Teleport Communications' service was very popular with long-distance carriers such as AT&T, MCI and Sprint who wanted to connect their long-distance networks to their largest customers without using the local telephone companies (the so-called regional Bell Operating Companies — RBOCs) which were perceived as strategic competitors that wanted to get into the long-distance business.  Teleport Communications' services were also popular with financial services companies that wanted duplicate and independent high speed connections between their New York area offices and the stock exchanges.
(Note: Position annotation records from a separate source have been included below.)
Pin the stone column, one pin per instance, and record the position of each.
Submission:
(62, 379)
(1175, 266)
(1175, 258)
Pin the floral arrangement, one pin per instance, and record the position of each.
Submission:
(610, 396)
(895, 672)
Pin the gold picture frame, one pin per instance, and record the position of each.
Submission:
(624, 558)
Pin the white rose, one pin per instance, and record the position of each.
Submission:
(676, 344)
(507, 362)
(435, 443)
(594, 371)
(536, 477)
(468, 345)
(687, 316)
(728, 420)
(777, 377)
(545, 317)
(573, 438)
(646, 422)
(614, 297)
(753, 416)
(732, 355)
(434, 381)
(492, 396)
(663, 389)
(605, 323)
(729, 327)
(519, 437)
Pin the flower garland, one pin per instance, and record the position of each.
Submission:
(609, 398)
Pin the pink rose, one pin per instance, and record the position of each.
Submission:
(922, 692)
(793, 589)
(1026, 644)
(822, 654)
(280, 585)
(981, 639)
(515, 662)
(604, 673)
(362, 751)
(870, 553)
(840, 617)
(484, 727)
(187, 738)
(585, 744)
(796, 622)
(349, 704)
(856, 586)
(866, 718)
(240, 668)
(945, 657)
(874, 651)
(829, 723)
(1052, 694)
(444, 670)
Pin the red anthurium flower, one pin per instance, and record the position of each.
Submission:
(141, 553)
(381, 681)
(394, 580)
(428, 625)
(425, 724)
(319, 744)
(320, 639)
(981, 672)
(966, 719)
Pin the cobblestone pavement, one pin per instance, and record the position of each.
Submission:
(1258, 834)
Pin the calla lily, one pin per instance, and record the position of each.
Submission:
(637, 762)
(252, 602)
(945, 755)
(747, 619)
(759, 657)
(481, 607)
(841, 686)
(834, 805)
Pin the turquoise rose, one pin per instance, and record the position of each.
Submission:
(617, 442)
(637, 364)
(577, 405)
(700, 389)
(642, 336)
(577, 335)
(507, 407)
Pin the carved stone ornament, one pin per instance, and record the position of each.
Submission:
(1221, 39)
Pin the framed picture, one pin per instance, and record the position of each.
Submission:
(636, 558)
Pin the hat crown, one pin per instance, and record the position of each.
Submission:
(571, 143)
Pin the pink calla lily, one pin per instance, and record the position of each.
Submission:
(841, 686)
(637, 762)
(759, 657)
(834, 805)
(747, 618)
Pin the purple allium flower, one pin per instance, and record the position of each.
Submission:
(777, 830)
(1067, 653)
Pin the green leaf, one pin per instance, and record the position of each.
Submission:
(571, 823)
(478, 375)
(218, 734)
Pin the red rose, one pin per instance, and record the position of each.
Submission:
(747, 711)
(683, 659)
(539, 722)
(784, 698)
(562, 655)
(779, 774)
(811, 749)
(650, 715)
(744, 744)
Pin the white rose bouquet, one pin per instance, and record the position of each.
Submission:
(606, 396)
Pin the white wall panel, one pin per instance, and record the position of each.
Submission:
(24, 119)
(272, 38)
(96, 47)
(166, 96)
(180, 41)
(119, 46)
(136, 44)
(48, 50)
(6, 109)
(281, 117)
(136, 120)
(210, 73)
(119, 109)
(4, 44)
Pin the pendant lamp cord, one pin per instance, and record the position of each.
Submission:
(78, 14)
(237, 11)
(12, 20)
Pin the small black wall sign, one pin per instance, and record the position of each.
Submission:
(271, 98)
The financial services and long-distance companies quickly asked Teleport Communications to replicate its services in Boston.  Merrill Lynch formed a partnership with Fidelity Investments for Teleport Communications-Boston.  Similar expansions followed in Chicago, San Francisco, Houston and other major cities across the United States and the company was renamed Teleport Communications Group (TCG).  Merrill Lynch later sold TCG to the cable TV industry, with Cox initially taking a 20% ownership. The remaining 80% was subsequently sold to TCI, Comcast and Continental Cablevision. TCG and the cable companies then started to deploy jointly built fiber optic networks in many other cities. TCG then added carrier-grade Class 5 switches to the fiber optic networks to become the largest Competitive Local Exchange Carrier (CLEC), competing broadly with the traditional local telephone companies.

Critical to TCG's ability to compete with the traditional monopolies were a series of favorable decisions by state regulators, particularly in New York, Massachusetts and Illinois, which allowed TCG and other CLECs to interconnect as "peers" at reasonable rates.  These regulatory initiatives were ultimately codified and made applicable nationally through the federal Telecommunications Act of 1996.  The success of TCG and other CLECs demonstrated that competition was possible in the local telephone market.  This contributed to the passage of the Telecommunications Act of 1996 which eased the entrance of new CLECs by requiring the incumbent telephone companies, the largest being legacies of AT&T, to interconnect with the new entrants.

In 1998, TCG was acquired by AT&T for $12 billion.  At that time the publicly traded TCG (NASDAQ: TCGI) served 65 markets and generated $800 million in revenue.  Its largest investors were Cable Television companies TCI, Comcast and Cox Communications.